Investigation of selection and application of Multi-Armed Bandit algorithms in recommendation system

Panyangjie Chen

doi:10.54254/2755-2721/34/20230323

1. Introduction

In the past few decades, people's demand for the Internet is increasing due to its rapid development. Consequently, while people are enjoying the convenience of the Internet in obtaining information, each user's requirements for private use experience are also increasing, that is, the requirements for personalized online recommendations are constantly increasing, and independent personalized customization is realized for each user. The recommendation and display system application can greatly improve the user's satisfaction with browsing and using this content, thereby further expanding the user volume and return rate of the product. Therefore, customizing personalized recommendation services for target users has become an important research issue for numerous Internet digital information product companies. As a result, a diverse array of recommendation algorithms has been applied to products in people’s daily life.

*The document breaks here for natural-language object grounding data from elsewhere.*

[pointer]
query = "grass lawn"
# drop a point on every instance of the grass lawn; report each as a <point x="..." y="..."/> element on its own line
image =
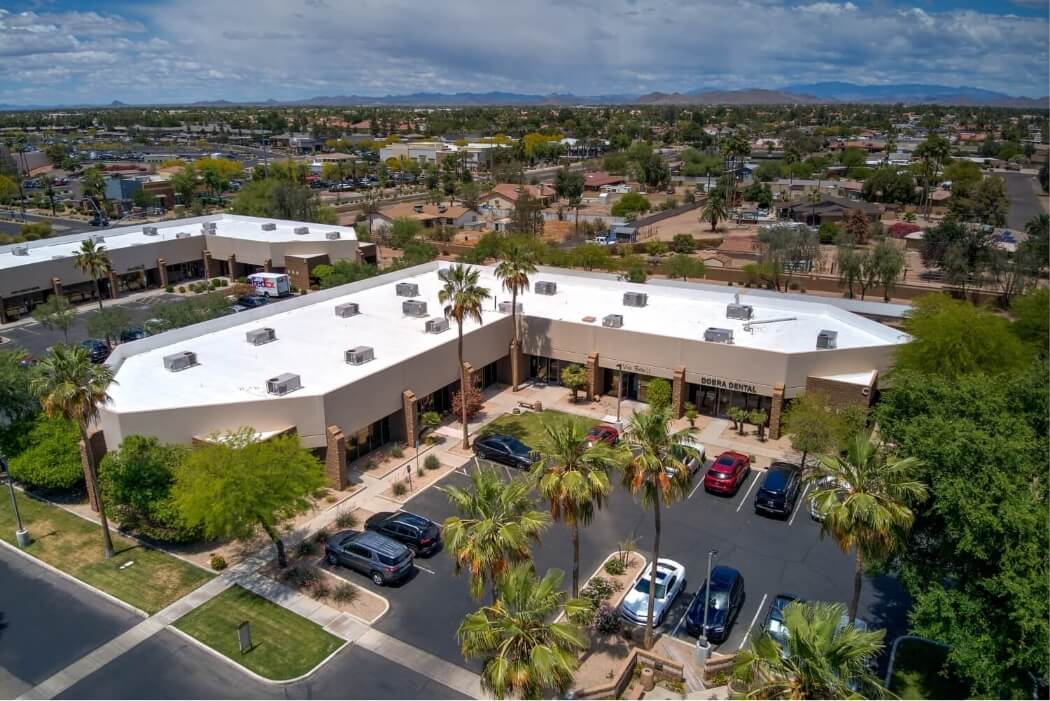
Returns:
<point x="917" y="675"/>
<point x="152" y="580"/>
<point x="526" y="426"/>
<point x="284" y="643"/>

There are an infinite set of gambling machines placed in front of the user, and it is up to the user to decide which arm to pull each time (each machine is assigned a different reward) [1]. The samples which are from each arm of the machine should be independently and identically distributed. At the same time, the conversion rate of each arm of the machine is fixed and will not be affected by time. At the same time, the delay is absent in the process of pulling the arm and observing the result. Even with the delay, the delay is far less than the delay between opportunities to pull the arm. Using standard slot machines is perfectly reasonable when these assumptions are true. As long as these assumptions do not hold, the underlying multi-armed bandit algorithm will not work properly in certain scenarios [2]. Due to the lack of assumptions, these algorithms are also usually much slower to converge, usually too slow to converge, and few people use them in practice [3].

Therefore, the algorithms that are widely used in various Internet digital information products are usually multi-armed bandit algorithm and algorithms based on it to a certain extent. In the field of recommendation systems, available items are often modeled as arms which will be pulled. Choosing an arm can be seen as recommending a product, and the user's response is regard as the reward (e.g. click, accept, satisfaction, etc.). Just like traditional reinforcement learning scenarios, to achieve its goals, the dilemma of exploitation and exploration should be balanced well. Exploitation is actually pulling the rewards that have earned the maximum rewards in the whole rounds, get the maximum value of the short-term reward value of the system, while recommend other rewards to achieve explorations, which can be used to increase user's personal information and content-related information, so that the long-term rewards of the system can be maximized. However, the traditional multi-armed bandit algorithm can hardly be directly used in field of the recommended system due to its own limitations in practical applications. At the same time, with the increasing demand for recommendation system algorithms, although the improved algorithms based on the traditional multi-armed bandit algorithm used by each recommendation system have been improved in different aspects, there is no corresponding multi-armed bandit algorithm summary in the field of recommendation systems. Therefore, it is very necessary to summarize and review the recommendation algorithms used in the field of recommendation systems.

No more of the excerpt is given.